Ken Burns has slept in the same bedroom for the past 45 years. While numerous additions have been made to the original house, he proudly points out that the bedroom, where his first and second daughters were born 42 and 38 years ago, hasn’t changed. (Immediately, he corrects himself to mention that the mattress has changed.) The white colonial and a barn are flanked by an apple orchard in the electric green hills of New Hampshire in a town called Walpole. It’s this house and this piece of land that gave him the financial freedom to make the films of his choosing… [It] allowed Mr. Burns to explore, gave him peace and shut him out from the rest of world so he could see it more clearly.
____________________________________________________
I’d love to hear your thoughts on today’s housing market and how it’s affecting you and your housing choices. If you can’t access one or more of the articles because of a paywall, please let me know in the comments or a message, and I’ll send it to you directly.

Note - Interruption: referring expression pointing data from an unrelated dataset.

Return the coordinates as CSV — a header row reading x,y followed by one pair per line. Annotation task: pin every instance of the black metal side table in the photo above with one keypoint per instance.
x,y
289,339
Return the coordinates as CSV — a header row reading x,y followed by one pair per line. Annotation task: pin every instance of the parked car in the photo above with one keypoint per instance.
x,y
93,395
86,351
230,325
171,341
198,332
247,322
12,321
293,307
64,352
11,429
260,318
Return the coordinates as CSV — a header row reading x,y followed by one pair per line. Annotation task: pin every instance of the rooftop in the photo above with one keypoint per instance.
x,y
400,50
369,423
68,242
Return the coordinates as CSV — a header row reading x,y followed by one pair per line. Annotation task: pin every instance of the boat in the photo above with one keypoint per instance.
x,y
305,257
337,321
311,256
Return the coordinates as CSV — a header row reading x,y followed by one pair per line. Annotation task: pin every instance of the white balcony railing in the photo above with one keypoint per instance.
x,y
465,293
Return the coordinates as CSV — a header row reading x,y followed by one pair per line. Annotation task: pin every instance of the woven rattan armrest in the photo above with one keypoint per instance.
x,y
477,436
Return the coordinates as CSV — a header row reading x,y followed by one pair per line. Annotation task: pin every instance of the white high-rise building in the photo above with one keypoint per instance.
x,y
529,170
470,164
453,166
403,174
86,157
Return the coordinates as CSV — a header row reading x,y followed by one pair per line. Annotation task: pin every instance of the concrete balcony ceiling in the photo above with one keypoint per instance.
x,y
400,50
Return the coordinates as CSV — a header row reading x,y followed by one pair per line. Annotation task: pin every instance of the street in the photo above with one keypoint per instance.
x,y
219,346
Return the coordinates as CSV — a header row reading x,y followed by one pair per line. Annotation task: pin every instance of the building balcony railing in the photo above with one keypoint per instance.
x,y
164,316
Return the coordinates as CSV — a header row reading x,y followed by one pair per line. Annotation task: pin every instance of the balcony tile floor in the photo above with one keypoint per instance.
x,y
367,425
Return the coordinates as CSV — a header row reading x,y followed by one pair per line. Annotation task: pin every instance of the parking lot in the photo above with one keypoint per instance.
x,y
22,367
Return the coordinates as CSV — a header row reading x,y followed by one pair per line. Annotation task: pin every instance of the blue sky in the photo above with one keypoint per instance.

Not sure my family will ever be able to afford to buy a house. Sure, we could move somewhere cheaper. Does that really help solve the problem. We're a solidly middle-class household that can't find 150 grand for a down payment. Which is almost 100 times what my parents needed 50 years ago. Imagine something like ground beef going from $.50 cents to $50 per pound.
My husband and I bought our first home 20 years ago. It was 1800 sq ft and cost us $187,000. Today, minimal improvement has been done to it, and it is now appraised at over half a million. I should say that we sold it two years after purchasing it. We have bought five different homes in the last twenty years as we've moved for my husband's job. We will soon be moving from a very low cost of living area to on only slightly above average. We have a very healthy equity amount that could pay over 20% on homes a lot smaller than we currently live in, but we wouldn't be able to afford the payment. So after 20 years of home ownership, we cannot afford to buy any longer.
Speaking to climate change, our homeowner's insurance is almost $5,000/yr in a hurricane-prone area. Some companies won't even insure homes in this zip code anymore, even though we are over an hour from the ocean. The coming years are only going to get much scarier, I'm afraid.